Daniel Gomes: Arquivo.pt – memorial and other goodies

Arquivo.pt – Fundação para a Ciência e a Tecnologia

Arquivo.pt is a research infrastructure that preserves information gathered from the web since 1996 and provides public online services to explore this historical data. Arquivo.pt contains over 4 billion pages collected from 14 million websites in several languages and provides user interfaces in English. In 2018, Arquivo.pt received over 170 000 users and 78% of them were originated outside of Portugal. Despite focusing on the preservation of the Portuguese web, Arquivo.pt has the inherent mission of serving the scientific community, thus it also preserves selected international websites. The search and access services over the archived data are stable since 2016. This presentation will highlight the main innovations performed during the past 3 years to develop new services and expand the user community.

Efforts were focused on developing added-value features that would extend the utility of Arquivo.pt to new usage scenarios such as robustify.arquivo.pt, that was based on René Voorburg robustify.js project, or the Arquivo.pt Memorial.

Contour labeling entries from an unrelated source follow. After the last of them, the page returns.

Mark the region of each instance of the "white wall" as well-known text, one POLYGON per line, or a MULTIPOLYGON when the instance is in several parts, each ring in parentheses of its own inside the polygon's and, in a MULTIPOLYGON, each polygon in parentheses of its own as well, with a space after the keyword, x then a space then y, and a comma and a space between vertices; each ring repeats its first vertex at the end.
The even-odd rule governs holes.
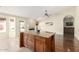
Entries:
POLYGON ((0 13, 7 13, 36 19, 44 15, 45 10, 48 10, 49 14, 54 14, 64 8, 67 7, 66 6, 1 6, 0 13))
POLYGON ((63 34, 63 19, 67 15, 72 15, 75 18, 75 7, 64 9, 48 18, 45 18, 45 16, 39 17, 38 20, 41 20, 41 30, 55 32, 56 34, 63 34), (44 23, 47 21, 52 21, 54 25, 46 26, 44 23))
POLYGON ((75 37, 79 40, 79 7, 76 7, 75 37))

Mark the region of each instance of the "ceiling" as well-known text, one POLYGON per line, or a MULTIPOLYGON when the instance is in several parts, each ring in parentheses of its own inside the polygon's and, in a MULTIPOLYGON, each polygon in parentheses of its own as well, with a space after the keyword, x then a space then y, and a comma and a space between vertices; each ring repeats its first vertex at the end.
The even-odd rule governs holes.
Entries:
POLYGON ((1 13, 8 13, 17 16, 30 17, 36 19, 44 15, 45 10, 49 14, 54 14, 67 6, 1 6, 1 13))

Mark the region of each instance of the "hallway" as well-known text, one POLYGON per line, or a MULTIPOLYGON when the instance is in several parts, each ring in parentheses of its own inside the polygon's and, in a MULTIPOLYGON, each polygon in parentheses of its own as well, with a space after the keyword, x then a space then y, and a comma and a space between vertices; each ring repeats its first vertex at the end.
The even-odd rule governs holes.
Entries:
POLYGON ((79 40, 67 35, 55 36, 55 51, 56 52, 79 52, 79 40))

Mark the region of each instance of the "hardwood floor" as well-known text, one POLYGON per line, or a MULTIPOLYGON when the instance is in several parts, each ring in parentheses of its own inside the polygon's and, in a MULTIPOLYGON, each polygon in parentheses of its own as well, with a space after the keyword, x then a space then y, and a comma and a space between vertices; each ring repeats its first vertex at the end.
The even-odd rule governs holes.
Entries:
POLYGON ((56 52, 78 52, 79 40, 70 35, 55 35, 56 52))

Robustify.arquivo.pt is a mechanism that automatically fixes broken links in web pages. When a broken link is detected, it provides web users the option to access a previous version of the linked web page that was preserved by a web archive. Webmasters just need to add one single line of code to benefit from this feature on their websites and stop worrying about fixing the numerous broken links that arise among their older pages.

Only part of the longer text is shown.